USD/JPY: The Japanese currency is weakening against the U.S. dollar. Business sentiment indices of major Japanese companies Tankan for the first quarter of this year were published on Friday and turned out to be better than market expectations. The index of manufacturers reduced from 17 to 14 points instead of the expected 12 points, and the index of non-manufacturers reduced from 10 to 9 points instead of the expected 5. Business sentiment in Japan deteriorated, though not as much as experts predicted. Companies expect a further decline in economic performance and profit due to rising energy prices and the conflict in Ukraine. Entrepreneurs also fear a drop in domestic demand as Japanese households, which have not yet recovered from the negative effects of the coronavirus pandemic, receive a new blow from rising prices.

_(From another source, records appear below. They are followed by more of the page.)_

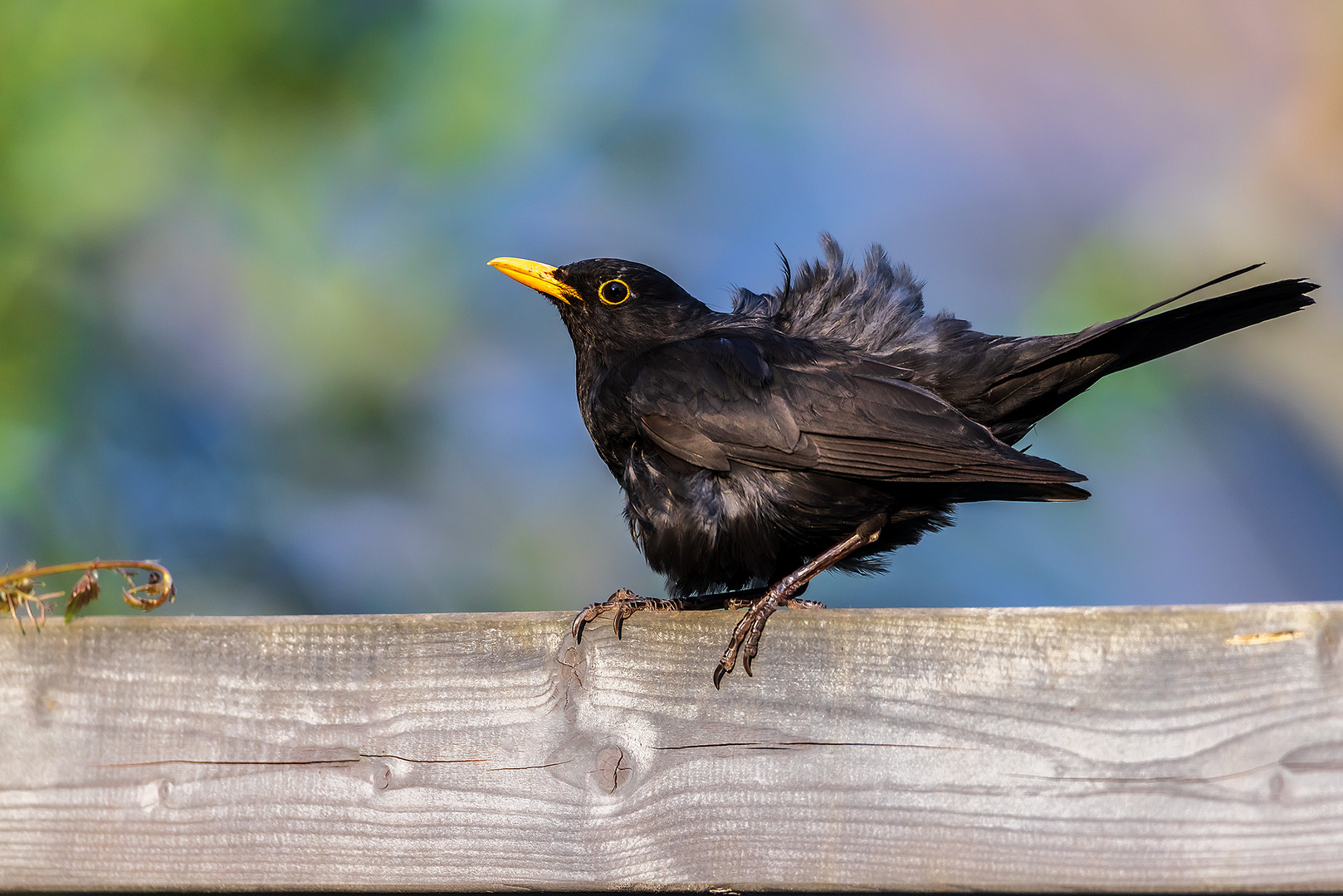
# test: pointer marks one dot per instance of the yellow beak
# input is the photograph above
(538, 275)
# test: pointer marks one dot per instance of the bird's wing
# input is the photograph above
(712, 402)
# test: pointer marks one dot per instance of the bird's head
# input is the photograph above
(613, 305)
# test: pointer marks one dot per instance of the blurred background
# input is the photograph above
(247, 329)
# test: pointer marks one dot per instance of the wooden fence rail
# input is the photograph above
(1057, 748)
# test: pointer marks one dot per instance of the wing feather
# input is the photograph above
(840, 416)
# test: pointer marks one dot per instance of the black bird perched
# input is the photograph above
(825, 423)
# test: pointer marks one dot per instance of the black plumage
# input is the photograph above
(828, 422)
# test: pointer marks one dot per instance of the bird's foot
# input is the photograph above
(625, 603)
(745, 637)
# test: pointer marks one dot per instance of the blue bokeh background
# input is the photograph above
(249, 328)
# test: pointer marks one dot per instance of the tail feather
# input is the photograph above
(1056, 368)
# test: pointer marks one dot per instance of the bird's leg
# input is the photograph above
(745, 637)
(626, 603)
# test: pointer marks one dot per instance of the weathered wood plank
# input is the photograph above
(1096, 748)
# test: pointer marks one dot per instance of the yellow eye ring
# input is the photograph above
(623, 290)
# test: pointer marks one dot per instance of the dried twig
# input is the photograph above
(17, 586)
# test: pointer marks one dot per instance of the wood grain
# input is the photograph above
(1076, 748)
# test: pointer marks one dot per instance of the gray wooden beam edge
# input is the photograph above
(1057, 748)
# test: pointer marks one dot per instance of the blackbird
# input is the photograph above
(828, 422)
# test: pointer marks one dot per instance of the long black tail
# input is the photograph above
(1051, 370)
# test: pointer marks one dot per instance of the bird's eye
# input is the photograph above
(614, 292)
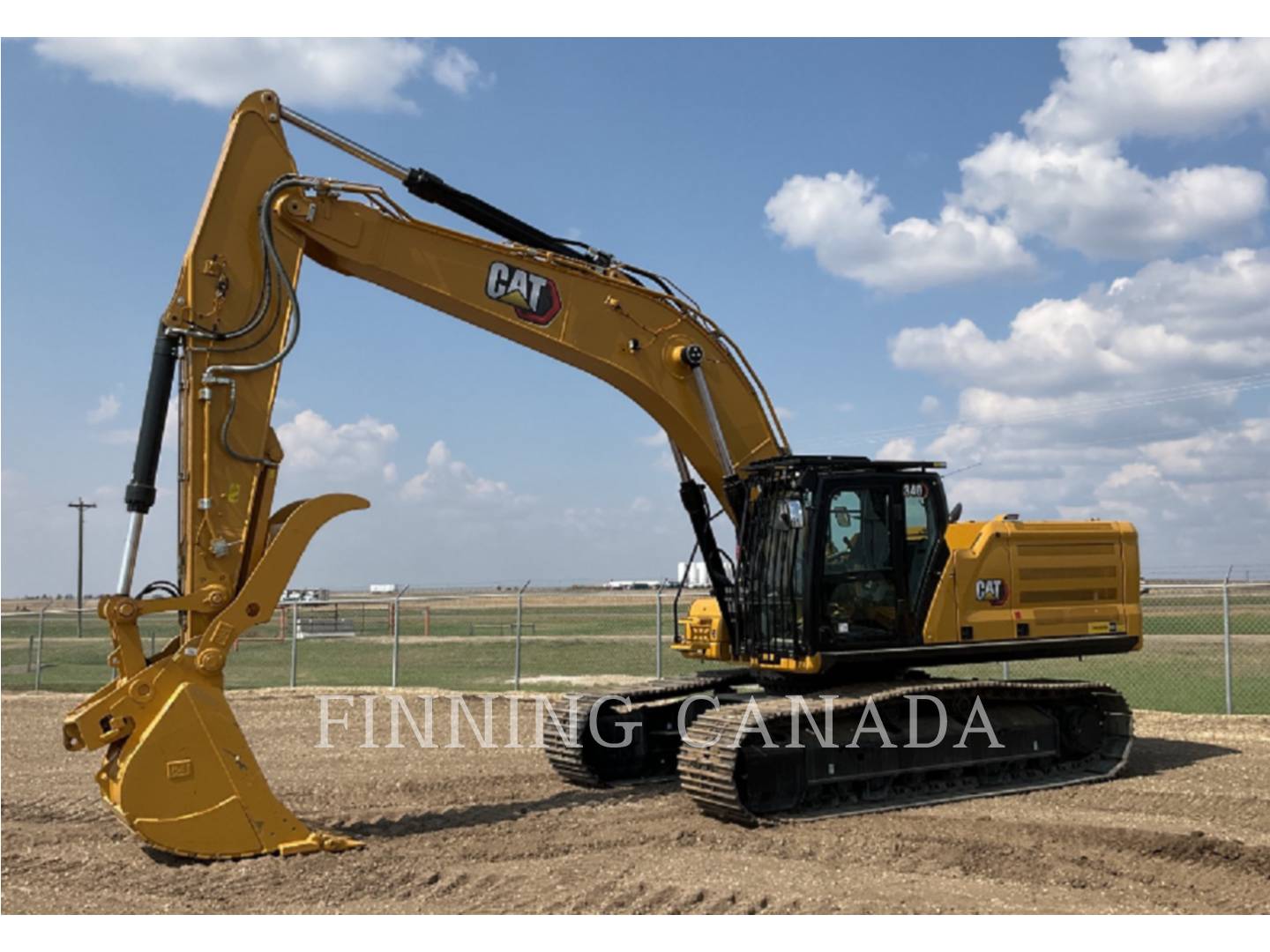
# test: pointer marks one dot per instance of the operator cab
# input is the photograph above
(842, 554)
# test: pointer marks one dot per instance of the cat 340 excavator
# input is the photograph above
(850, 576)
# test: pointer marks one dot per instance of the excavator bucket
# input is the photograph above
(176, 767)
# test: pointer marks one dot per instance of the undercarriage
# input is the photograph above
(748, 755)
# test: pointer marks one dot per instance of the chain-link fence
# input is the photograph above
(1206, 646)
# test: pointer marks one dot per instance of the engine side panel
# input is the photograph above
(1007, 579)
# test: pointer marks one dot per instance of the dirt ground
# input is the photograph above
(455, 830)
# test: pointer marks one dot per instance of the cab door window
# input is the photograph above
(859, 580)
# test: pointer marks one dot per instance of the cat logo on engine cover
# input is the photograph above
(993, 591)
(534, 297)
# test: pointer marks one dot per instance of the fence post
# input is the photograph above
(519, 614)
(1226, 639)
(40, 648)
(660, 631)
(397, 631)
(295, 640)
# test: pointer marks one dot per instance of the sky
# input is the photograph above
(1042, 262)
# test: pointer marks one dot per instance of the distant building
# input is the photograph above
(305, 596)
(693, 576)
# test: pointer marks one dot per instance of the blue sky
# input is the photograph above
(1042, 263)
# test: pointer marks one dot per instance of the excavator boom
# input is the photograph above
(176, 768)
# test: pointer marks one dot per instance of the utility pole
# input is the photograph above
(79, 579)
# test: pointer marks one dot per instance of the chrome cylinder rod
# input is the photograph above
(130, 554)
(715, 429)
(680, 462)
(344, 144)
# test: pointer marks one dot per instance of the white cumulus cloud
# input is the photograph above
(340, 452)
(1136, 400)
(1090, 198)
(107, 409)
(841, 217)
(347, 72)
(1065, 181)
(449, 485)
(1117, 90)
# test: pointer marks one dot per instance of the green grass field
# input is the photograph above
(467, 646)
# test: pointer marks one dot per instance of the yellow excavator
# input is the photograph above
(850, 574)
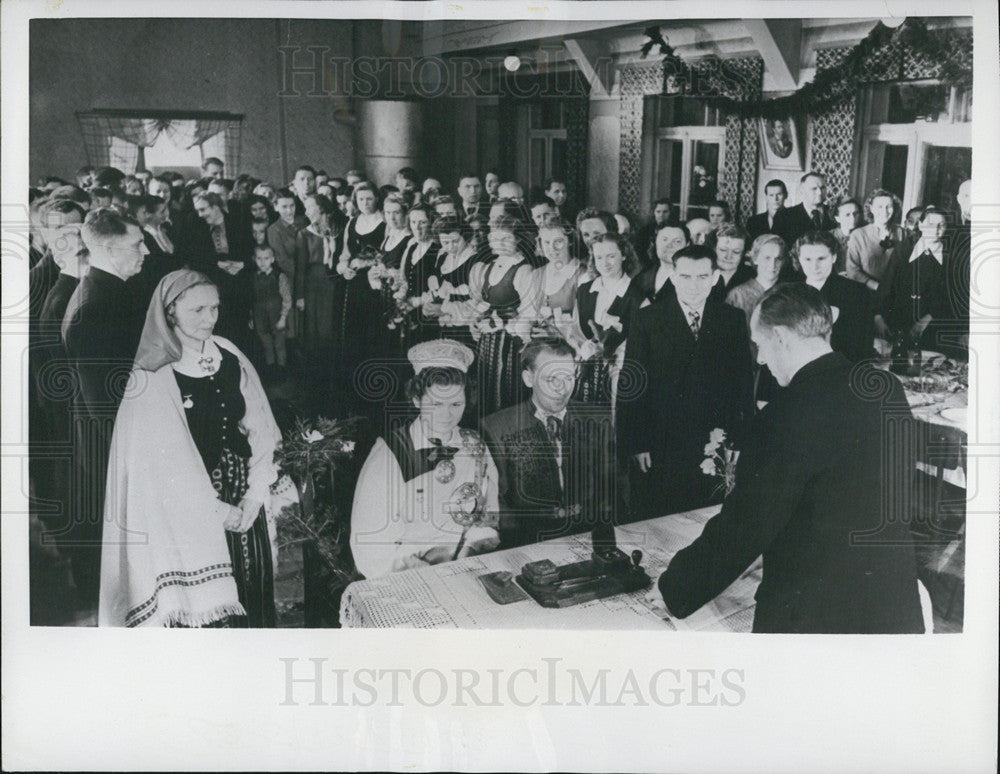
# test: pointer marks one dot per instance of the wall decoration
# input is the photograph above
(779, 144)
(953, 67)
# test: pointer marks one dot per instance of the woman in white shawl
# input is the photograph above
(187, 541)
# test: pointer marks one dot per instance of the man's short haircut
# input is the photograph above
(680, 227)
(825, 238)
(723, 205)
(934, 210)
(73, 193)
(409, 174)
(845, 200)
(212, 199)
(731, 231)
(450, 224)
(777, 184)
(768, 239)
(696, 253)
(591, 213)
(63, 207)
(108, 177)
(535, 347)
(103, 224)
(557, 224)
(796, 306)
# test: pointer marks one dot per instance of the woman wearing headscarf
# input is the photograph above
(187, 540)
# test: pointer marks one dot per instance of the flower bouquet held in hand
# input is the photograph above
(309, 454)
(391, 282)
(720, 461)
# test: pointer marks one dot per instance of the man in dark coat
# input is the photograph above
(692, 354)
(762, 223)
(821, 491)
(555, 458)
(223, 250)
(101, 335)
(808, 215)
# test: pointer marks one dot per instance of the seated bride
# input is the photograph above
(428, 491)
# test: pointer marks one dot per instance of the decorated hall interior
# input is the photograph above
(655, 324)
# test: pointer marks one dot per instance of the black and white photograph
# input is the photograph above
(358, 319)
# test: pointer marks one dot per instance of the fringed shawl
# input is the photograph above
(165, 559)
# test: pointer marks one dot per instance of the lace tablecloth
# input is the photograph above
(450, 596)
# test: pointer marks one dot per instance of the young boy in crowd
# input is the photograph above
(272, 302)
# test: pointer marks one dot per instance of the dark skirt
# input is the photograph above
(249, 551)
(499, 382)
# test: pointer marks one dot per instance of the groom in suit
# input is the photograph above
(555, 458)
(692, 354)
(821, 491)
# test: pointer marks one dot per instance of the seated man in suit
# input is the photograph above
(851, 303)
(832, 564)
(654, 283)
(775, 194)
(555, 458)
(692, 353)
(809, 214)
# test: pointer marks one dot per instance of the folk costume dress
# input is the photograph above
(419, 264)
(506, 293)
(604, 310)
(359, 324)
(389, 341)
(457, 310)
(409, 491)
(194, 434)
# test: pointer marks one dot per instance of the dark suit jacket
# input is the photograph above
(644, 285)
(854, 329)
(792, 222)
(832, 563)
(530, 494)
(690, 387)
(757, 225)
(101, 336)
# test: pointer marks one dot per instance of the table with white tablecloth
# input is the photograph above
(451, 596)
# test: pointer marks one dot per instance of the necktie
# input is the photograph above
(694, 320)
(440, 452)
(553, 426)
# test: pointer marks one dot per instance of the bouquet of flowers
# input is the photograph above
(309, 453)
(391, 283)
(720, 461)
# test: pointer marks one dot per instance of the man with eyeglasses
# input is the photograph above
(555, 458)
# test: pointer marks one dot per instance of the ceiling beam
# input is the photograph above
(780, 44)
(595, 62)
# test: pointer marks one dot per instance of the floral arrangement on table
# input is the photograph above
(308, 454)
(720, 461)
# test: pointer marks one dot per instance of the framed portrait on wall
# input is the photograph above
(779, 142)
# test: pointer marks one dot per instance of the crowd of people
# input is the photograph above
(565, 368)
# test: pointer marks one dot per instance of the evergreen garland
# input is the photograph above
(827, 88)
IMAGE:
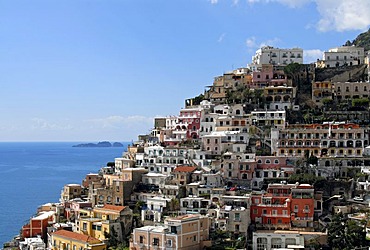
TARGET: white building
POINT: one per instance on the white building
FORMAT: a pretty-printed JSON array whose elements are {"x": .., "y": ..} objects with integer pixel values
[
  {"x": 345, "y": 55},
  {"x": 276, "y": 56}
]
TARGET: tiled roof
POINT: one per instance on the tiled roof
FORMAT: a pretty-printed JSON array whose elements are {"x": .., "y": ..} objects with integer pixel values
[
  {"x": 184, "y": 169},
  {"x": 113, "y": 207},
  {"x": 76, "y": 236}
]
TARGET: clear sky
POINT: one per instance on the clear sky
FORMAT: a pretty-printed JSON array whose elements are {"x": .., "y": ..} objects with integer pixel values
[{"x": 91, "y": 70}]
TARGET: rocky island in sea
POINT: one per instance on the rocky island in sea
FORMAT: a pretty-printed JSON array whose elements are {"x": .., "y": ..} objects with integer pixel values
[
  {"x": 102, "y": 144},
  {"x": 270, "y": 157}
]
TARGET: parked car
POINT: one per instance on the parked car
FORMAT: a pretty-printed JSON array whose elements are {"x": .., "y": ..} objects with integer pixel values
[{"x": 358, "y": 198}]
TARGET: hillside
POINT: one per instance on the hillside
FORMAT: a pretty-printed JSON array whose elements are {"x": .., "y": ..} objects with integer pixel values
[{"x": 362, "y": 40}]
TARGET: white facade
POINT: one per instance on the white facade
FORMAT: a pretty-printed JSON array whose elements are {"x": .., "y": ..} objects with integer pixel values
[
  {"x": 345, "y": 55},
  {"x": 276, "y": 56},
  {"x": 277, "y": 239}
]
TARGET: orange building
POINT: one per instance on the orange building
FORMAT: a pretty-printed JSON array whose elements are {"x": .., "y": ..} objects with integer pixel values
[
  {"x": 283, "y": 206},
  {"x": 38, "y": 225},
  {"x": 64, "y": 239}
]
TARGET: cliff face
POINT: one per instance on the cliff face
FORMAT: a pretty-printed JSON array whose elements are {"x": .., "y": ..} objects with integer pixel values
[
  {"x": 356, "y": 73},
  {"x": 362, "y": 40}
]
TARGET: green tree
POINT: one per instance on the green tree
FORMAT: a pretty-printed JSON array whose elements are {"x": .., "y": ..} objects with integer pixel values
[
  {"x": 112, "y": 237},
  {"x": 360, "y": 102},
  {"x": 346, "y": 234}
]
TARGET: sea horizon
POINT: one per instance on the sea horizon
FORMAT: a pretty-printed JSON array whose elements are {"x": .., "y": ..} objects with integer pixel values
[{"x": 34, "y": 173}]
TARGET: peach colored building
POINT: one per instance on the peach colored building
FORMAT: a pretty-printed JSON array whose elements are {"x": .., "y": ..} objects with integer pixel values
[
  {"x": 322, "y": 140},
  {"x": 64, "y": 239},
  {"x": 187, "y": 232}
]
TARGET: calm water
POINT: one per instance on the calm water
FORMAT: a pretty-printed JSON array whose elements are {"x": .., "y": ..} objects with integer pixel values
[{"x": 34, "y": 173}]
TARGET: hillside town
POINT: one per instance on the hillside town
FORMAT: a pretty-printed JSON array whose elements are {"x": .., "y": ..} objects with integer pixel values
[{"x": 275, "y": 155}]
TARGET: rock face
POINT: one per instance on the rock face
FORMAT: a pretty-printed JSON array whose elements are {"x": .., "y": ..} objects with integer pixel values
[
  {"x": 355, "y": 73},
  {"x": 102, "y": 144}
]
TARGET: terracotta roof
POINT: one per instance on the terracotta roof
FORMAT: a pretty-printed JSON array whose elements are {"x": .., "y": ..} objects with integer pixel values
[
  {"x": 113, "y": 207},
  {"x": 76, "y": 236},
  {"x": 184, "y": 169}
]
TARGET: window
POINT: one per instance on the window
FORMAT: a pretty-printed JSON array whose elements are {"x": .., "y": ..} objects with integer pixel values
[
  {"x": 156, "y": 242},
  {"x": 261, "y": 243},
  {"x": 290, "y": 241},
  {"x": 276, "y": 243},
  {"x": 169, "y": 243},
  {"x": 237, "y": 216}
]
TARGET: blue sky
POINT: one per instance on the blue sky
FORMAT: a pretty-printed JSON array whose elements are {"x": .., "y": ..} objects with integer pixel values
[{"x": 91, "y": 70}]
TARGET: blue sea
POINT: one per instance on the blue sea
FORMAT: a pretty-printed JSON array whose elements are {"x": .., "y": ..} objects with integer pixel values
[{"x": 34, "y": 173}]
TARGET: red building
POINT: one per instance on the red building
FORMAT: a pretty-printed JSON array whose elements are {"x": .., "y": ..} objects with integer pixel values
[
  {"x": 283, "y": 206},
  {"x": 38, "y": 225}
]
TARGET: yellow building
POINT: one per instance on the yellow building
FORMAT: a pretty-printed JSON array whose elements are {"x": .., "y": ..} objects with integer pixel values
[
  {"x": 64, "y": 239},
  {"x": 187, "y": 232},
  {"x": 103, "y": 219}
]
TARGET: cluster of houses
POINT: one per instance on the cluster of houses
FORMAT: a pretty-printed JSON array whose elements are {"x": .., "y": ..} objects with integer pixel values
[{"x": 224, "y": 166}]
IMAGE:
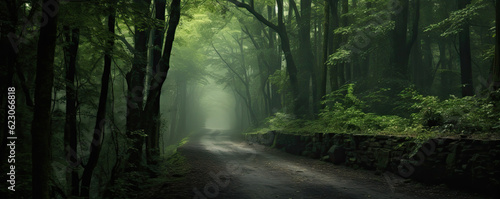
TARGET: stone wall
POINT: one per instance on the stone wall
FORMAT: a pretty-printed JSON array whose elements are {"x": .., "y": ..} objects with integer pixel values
[{"x": 462, "y": 163}]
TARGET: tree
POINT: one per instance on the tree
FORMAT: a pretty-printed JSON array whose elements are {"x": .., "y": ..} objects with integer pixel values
[
  {"x": 465, "y": 54},
  {"x": 135, "y": 86},
  {"x": 401, "y": 44},
  {"x": 72, "y": 38},
  {"x": 152, "y": 103},
  {"x": 98, "y": 134},
  {"x": 298, "y": 99},
  {"x": 41, "y": 125},
  {"x": 495, "y": 84},
  {"x": 324, "y": 68}
]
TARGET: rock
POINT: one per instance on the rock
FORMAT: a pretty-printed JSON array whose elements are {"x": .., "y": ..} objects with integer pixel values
[
  {"x": 382, "y": 157},
  {"x": 325, "y": 158},
  {"x": 337, "y": 154}
]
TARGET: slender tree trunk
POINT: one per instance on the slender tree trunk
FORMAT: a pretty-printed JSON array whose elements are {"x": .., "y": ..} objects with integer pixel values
[
  {"x": 98, "y": 134},
  {"x": 72, "y": 38},
  {"x": 341, "y": 68},
  {"x": 326, "y": 29},
  {"x": 465, "y": 55},
  {"x": 156, "y": 83},
  {"x": 41, "y": 126},
  {"x": 153, "y": 121},
  {"x": 334, "y": 43},
  {"x": 401, "y": 44},
  {"x": 298, "y": 100},
  {"x": 135, "y": 88},
  {"x": 495, "y": 72},
  {"x": 9, "y": 61}
]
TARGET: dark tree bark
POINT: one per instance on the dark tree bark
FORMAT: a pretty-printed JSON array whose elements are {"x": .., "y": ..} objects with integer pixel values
[
  {"x": 334, "y": 43},
  {"x": 9, "y": 59},
  {"x": 495, "y": 72},
  {"x": 401, "y": 44},
  {"x": 135, "y": 81},
  {"x": 156, "y": 83},
  {"x": 326, "y": 29},
  {"x": 465, "y": 55},
  {"x": 72, "y": 39},
  {"x": 98, "y": 134},
  {"x": 41, "y": 126},
  {"x": 274, "y": 65},
  {"x": 344, "y": 23},
  {"x": 153, "y": 129},
  {"x": 298, "y": 100}
]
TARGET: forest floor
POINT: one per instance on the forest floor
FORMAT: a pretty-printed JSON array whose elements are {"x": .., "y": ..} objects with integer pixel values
[{"x": 220, "y": 164}]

BUY 122.70/TP 123.12/SL 122.55


Brent: Oil prices show a slow decline. Brent developed the downward impulse, which was formed the day before when the market reacted by sales to new statements of U.S. President Joe Biden about the intention to release an additional 1 million barrels per day from the strategic reserve (SPR). This measure is expected to be effective for the next six months and will stabilize prices at current levels or lower amid uncertainties about energy supplies from Russia. In addition, Biden instructed to develop new measures to support the U.S. producers of “black gold,” which would also potentially contribute to the development of correction on the commodity platforms.
Meanwhile, OPEC+ has failed to bring any changes to the market again. Despite pressure from the U.S., the cartel refused to increase output volumes: in May, production will be increased only by the planned 432 thousand barrels per day.